The Global Mobile Suppliers Association (GSA) is tipping NB-IoT – one of several variants of 3GPP cellular standards developed for IoT and M2M applications – to become the dominant cellular technology for IoT applications, with 20 commercial networks in operation by 2020.
The GSA has published a white paper The Evolution to Narrow Band Internet of Things (available to registered users from gsa.com), saying: “NB-IoT will become one of the dominant 3GPP technologies to enable [IoT] market growth and will impact most, if not all, companies and markets over the next 10 to 15 years.”
It says a growing number of companies are actively working on IoT use cases in a range of verticals and anticipates the market to grow rapidly over the next five years based on several 3GPP technologies: enhancements for Machine Type Communications (eMTC), Narrow Band IoT (NB-IoT) and EC-GSM-IoT, which in combination with Power Saving Mode (PSM) and Extended Discontinuous Reception (e-DRX) makes GSM/EDGE markets prepared for IoT.
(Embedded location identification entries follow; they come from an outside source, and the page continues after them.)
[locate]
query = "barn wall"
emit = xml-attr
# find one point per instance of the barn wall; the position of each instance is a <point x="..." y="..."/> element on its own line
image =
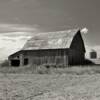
<point x="59" y="57"/>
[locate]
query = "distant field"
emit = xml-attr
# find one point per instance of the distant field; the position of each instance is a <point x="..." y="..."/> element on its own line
<point x="73" y="83"/>
<point x="49" y="87"/>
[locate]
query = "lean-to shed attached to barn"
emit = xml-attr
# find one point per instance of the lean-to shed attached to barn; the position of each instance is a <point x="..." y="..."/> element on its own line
<point x="60" y="48"/>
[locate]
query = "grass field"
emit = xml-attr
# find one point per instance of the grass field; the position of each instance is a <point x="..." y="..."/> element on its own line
<point x="75" y="83"/>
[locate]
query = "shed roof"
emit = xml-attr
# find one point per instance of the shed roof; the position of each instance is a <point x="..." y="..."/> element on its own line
<point x="51" y="40"/>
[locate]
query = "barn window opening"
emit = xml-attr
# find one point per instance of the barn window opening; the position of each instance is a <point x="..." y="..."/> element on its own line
<point x="26" y="61"/>
<point x="93" y="55"/>
<point x="15" y="63"/>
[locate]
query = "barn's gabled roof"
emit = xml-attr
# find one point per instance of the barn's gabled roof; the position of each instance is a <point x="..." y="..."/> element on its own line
<point x="51" y="40"/>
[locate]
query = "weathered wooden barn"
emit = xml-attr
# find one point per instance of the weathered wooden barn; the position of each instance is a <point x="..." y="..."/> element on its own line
<point x="61" y="48"/>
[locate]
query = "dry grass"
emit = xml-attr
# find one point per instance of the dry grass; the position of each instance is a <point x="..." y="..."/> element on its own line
<point x="78" y="70"/>
<point x="49" y="87"/>
<point x="73" y="83"/>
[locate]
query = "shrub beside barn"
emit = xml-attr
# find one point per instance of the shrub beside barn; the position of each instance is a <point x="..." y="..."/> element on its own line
<point x="60" y="48"/>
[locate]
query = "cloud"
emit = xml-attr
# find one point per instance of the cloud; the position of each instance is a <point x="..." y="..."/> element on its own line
<point x="4" y="27"/>
<point x="12" y="42"/>
<point x="84" y="30"/>
<point x="91" y="48"/>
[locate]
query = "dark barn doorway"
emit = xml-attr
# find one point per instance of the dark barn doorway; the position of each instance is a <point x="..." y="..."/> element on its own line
<point x="15" y="63"/>
<point x="26" y="61"/>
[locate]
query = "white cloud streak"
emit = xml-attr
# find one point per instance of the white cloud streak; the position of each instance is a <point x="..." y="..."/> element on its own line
<point x="84" y="30"/>
<point x="17" y="27"/>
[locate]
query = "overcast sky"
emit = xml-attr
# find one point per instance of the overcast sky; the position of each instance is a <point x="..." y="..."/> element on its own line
<point x="20" y="19"/>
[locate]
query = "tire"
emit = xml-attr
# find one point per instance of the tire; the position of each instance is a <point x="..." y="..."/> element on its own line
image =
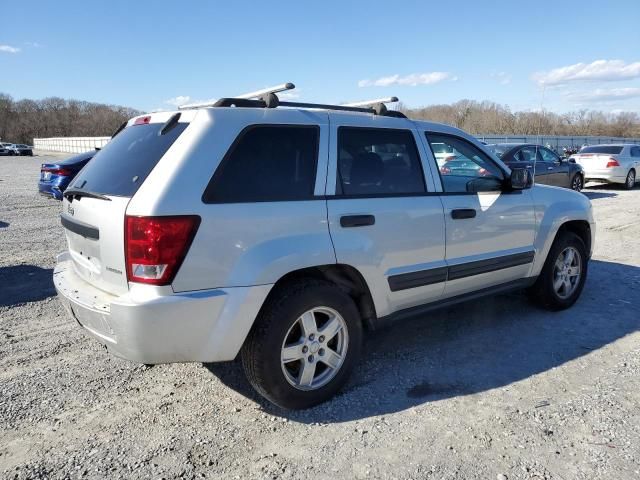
<point x="544" y="291"/>
<point x="577" y="182"/>
<point x="630" y="181"/>
<point x="280" y="323"/>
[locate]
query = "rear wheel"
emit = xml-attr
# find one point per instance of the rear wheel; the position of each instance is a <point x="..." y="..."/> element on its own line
<point x="630" y="182"/>
<point x="563" y="275"/>
<point x="577" y="183"/>
<point x="304" y="344"/>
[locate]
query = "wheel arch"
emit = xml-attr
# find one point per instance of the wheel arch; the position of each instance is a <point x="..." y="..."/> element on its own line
<point x="346" y="277"/>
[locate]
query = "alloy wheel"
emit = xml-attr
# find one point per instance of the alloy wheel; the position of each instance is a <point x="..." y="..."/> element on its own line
<point x="566" y="272"/>
<point x="314" y="348"/>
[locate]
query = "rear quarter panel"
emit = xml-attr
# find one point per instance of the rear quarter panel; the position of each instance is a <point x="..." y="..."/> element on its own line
<point x="555" y="206"/>
<point x="237" y="244"/>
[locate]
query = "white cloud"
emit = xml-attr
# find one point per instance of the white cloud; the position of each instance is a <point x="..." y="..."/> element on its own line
<point x="9" y="49"/>
<point x="604" y="70"/>
<point x="605" y="95"/>
<point x="503" y="78"/>
<point x="178" y="101"/>
<point x="412" y="80"/>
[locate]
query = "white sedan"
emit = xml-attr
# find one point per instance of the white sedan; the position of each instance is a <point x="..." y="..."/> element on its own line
<point x="615" y="163"/>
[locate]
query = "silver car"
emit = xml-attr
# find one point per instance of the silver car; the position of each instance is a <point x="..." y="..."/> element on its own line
<point x="615" y="163"/>
<point x="283" y="234"/>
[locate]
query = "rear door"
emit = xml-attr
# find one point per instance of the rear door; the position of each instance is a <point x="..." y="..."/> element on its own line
<point x="489" y="232"/>
<point x="384" y="217"/>
<point x="93" y="217"/>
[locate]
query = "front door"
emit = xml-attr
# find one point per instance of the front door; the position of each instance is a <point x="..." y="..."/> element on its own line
<point x="489" y="232"/>
<point x="383" y="216"/>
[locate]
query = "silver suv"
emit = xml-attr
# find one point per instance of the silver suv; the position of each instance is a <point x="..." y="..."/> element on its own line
<point x="282" y="231"/>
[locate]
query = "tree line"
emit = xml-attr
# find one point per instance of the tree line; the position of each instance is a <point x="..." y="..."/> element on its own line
<point x="492" y="118"/>
<point x="23" y="120"/>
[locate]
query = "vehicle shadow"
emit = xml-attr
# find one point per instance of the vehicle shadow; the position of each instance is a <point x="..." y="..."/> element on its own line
<point x="471" y="348"/>
<point x="25" y="283"/>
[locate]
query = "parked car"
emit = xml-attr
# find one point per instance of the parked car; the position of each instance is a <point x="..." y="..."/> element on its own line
<point x="22" y="149"/>
<point x="282" y="234"/>
<point x="5" y="150"/>
<point x="616" y="163"/>
<point x="55" y="177"/>
<point x="548" y="167"/>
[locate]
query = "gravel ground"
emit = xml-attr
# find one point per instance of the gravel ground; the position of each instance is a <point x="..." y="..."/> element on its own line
<point x="491" y="389"/>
It notes that NB-IoT is being very actively promoted by the GSM Assocation (GSMA) which created the NB-IoT Forum in November 2015 and which now has an extensive membership: ARM, Bell Mobility, China Mobile, China Telecom, China Unicom, Deutsche Telekom, Etisalat, Ericsson, Huawei, Intel Corporation, KDDI Corporation, KT Corporation, LG Electronics, MediaTek, Mobileum, Nokia, NOS, NTT DOCOMO, Oberthur Technologies, Qualcomm, Sequans Communications, Safaricom, Sierra Wireless, SK Telecom, TDC A/S, Telecom Italia, Telefónica, Telit, Telstra, Turk Telekom, Two Degrees Mobile, u-blox, Verizon Wireless, Vodafone and ZTE Corporation.
NB-IoT is part of 3GPP Release-13. The Release was frozen in March 2016 although the finalisation of NB-IoT has been extended due to the workload and should be completed later this month following the plenary meeting during the week of 13th June.
The white details numerous trials of NB-IoT underway around the world, suggests a number of initial use cases and provides a list of manufacturers producing NB-IoT chips, devices and modules.